Sabtu, Oktober 27, 2007

'Menunggu'

Ada yang ingin saya sampaikan di sini, hal itu mengenai kelulusan kuliah saya. Tapi saya menjadi ragu ketika dengar desas-desus dari kawan. Cerita-cerita dari sahabat. Bahwa hasil kontrol langsung ke gedung Rektorat tidak meyakinkan. Pegawai rektorat bilang kalau “anda lulus”. Tapi kadang hasil itu bisa belok seratus persen dengan apa yang ditempel di papan penggumuman nanti; “anda tidak lulus”. Juga sebaliknya. Dari situ saya gamang untuk mau mengontrol kelulusan saya ke gedung rektorat.

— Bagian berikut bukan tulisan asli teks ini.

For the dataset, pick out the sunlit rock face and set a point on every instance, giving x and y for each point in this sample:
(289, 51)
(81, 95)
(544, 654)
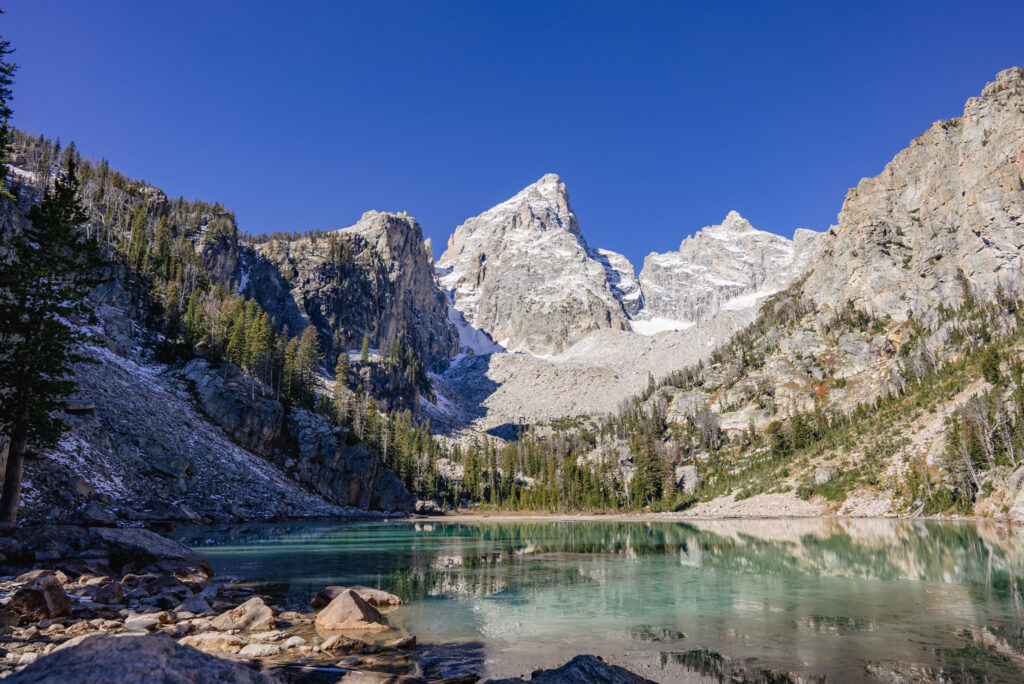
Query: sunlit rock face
(523, 273)
(731, 265)
(945, 215)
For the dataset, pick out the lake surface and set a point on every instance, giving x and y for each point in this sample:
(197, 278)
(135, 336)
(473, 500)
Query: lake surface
(853, 600)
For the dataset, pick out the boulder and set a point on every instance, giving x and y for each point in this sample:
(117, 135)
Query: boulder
(427, 507)
(214, 641)
(253, 615)
(374, 597)
(141, 548)
(687, 478)
(404, 643)
(134, 659)
(41, 598)
(581, 670)
(260, 650)
(349, 611)
(141, 623)
(112, 592)
(196, 605)
(340, 643)
(824, 475)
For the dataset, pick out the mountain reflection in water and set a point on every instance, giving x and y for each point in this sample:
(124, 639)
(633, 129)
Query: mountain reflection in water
(850, 599)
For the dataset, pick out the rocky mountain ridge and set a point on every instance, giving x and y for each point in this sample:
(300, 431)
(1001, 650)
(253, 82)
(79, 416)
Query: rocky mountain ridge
(727, 266)
(375, 278)
(523, 273)
(942, 218)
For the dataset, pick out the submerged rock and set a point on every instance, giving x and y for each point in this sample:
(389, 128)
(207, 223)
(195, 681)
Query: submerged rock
(582, 670)
(374, 597)
(253, 615)
(349, 611)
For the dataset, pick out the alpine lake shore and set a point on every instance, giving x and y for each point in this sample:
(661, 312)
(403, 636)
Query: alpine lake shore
(126, 604)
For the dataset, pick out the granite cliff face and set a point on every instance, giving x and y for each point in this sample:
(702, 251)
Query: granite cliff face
(944, 215)
(523, 273)
(375, 278)
(727, 266)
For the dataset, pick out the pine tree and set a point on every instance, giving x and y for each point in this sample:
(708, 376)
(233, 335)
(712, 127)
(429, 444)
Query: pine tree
(45, 282)
(7, 70)
(365, 349)
(340, 385)
(309, 359)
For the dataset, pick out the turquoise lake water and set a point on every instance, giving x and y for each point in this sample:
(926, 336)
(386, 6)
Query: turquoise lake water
(852, 600)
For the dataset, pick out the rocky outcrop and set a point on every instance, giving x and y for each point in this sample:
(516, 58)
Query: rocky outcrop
(238, 403)
(523, 273)
(313, 453)
(942, 218)
(730, 265)
(345, 473)
(220, 256)
(375, 278)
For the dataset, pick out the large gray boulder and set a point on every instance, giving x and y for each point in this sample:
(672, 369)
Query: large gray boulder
(347, 611)
(134, 659)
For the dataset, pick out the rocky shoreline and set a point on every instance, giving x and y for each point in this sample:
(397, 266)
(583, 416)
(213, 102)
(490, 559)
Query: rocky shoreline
(100, 604)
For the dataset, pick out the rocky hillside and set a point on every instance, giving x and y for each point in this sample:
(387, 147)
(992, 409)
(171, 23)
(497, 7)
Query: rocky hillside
(151, 441)
(943, 217)
(375, 279)
(889, 379)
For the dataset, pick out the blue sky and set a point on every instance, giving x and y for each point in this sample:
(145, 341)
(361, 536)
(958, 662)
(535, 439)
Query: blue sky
(660, 117)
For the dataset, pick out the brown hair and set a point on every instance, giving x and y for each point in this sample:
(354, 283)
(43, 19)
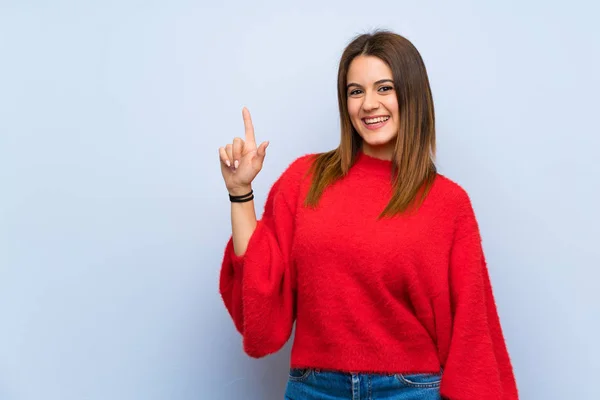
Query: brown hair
(413, 170)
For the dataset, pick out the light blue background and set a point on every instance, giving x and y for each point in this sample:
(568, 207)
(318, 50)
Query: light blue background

Dari sejak saya kuliah di sini. Baru sekali saya kontrol langsung ke gedung Rektorat, karena keluarga saya sudah tidak sabar untuk menyuruh saya cepat-cepat pulang kalau lulus. Tapi kontrol kelulusan ketika itu tidak menghasilkan seperti apa yang diingini keluarga saya dan saya sendiri khususnya. Saya tidak lulus. Dan itu artinya saya tidak bisa pulang waktu itu dan harus setahun lagi di sini. Itu terjadi satu tahun yang lalu.


Hari ini tidak seperti biasanya. Saya bangun pagi meski matahari sudah terasa panas dan jam ada pada angka sepuluh. Tapi bagiku itu tergolong pagi karena hidup saya biasanya tak ubahnya kampret atau kalong atau kelelawar yang merasa tidak nyaman dengan matahari. Saya tidak takut matahari tapi saya merasa nyaman saja ketika malam karena kesunyian adalah kedamaian bagiku.

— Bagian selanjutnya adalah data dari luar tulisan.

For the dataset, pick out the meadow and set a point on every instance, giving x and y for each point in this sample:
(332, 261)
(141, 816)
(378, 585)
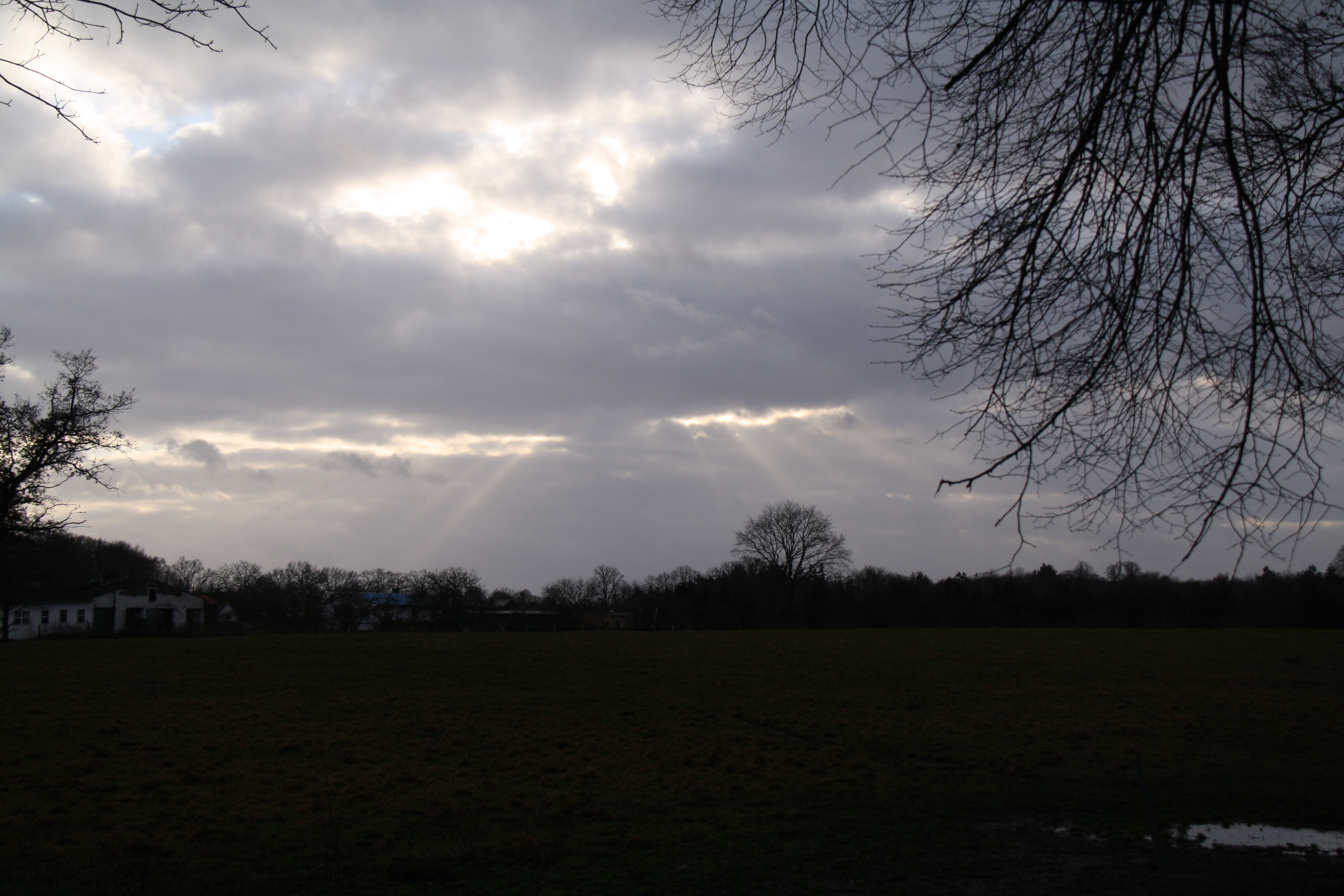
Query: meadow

Tiba-tiba dalam benak saya terbesit dan tergugah untuk berangkat ke gedung Rektorat. Entah padahal beberapa hari ini saya sama sekali tidak kepikiran masalah kelulusan itu. Saya pasrah apapun hasilnya. Dan saya merasa nyaman untuk tidak memikirkan kelulusan itu. Tapi entah hari ini tiba-tiba saya terusik untuk cepat-cepat mandi dan pergi ke gedung Rektorat. Sayapun pergi mengikuti kata hati.

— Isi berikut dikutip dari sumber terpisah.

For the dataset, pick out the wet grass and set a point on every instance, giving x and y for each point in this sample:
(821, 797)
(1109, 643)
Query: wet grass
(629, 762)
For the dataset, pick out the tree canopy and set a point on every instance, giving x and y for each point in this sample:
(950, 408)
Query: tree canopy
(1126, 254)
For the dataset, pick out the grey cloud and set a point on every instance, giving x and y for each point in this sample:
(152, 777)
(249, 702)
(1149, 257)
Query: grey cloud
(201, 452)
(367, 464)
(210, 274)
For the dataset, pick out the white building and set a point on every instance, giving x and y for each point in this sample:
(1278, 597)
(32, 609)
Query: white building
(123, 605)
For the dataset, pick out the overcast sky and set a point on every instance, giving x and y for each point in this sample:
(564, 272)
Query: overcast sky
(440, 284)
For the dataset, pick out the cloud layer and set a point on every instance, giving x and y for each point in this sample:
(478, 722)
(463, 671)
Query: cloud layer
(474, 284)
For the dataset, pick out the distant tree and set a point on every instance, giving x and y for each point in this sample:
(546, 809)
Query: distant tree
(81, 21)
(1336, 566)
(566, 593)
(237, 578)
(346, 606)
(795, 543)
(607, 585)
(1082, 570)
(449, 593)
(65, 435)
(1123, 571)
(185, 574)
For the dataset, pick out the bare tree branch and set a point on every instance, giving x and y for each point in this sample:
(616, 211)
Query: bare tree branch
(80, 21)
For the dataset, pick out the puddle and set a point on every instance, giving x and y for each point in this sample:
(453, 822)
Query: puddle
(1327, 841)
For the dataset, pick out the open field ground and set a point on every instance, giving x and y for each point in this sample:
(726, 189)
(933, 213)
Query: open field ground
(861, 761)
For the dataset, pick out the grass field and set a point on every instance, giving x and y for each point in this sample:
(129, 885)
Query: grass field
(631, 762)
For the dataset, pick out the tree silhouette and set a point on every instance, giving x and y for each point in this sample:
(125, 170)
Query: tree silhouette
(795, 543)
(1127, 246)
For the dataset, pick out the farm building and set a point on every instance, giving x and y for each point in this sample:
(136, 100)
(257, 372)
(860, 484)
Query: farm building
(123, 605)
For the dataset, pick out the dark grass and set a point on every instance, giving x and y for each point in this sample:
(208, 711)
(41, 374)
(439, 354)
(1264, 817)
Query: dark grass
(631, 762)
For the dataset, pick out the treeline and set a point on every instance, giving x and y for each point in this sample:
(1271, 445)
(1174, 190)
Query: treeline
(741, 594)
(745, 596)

Pegawai Rektorat seumuran bapakku terlihat sibuk, mencatat, mencoret, membolak-balik kertas, dan sesekali memasukkan lintingan rumput kering; Cleopatra ke mulutnya. Dan,

“mohon maaf pak ganggu, bisa gak pak saya ingin kontrol kelulusan saya?, Please la pak”.
“kamu jurusan apa?”.
“Akidah Filsafat pak”, balasku.

Dia tinggalkan kertas yang tadi dibikin sibuk. Berdiri membuka lemari dan buku tebal dibuka. Dan

“nomer kamu berapa dan nama kamu siapa?”.
“Abdul Karim bin Musdal pak 1342”.

Buku tebal itu dibuka dan nama Abdul Karim bin Musdal tertulis di sana. Saya sudah melihatnya dan saya juga sudah tau apa hasilnya.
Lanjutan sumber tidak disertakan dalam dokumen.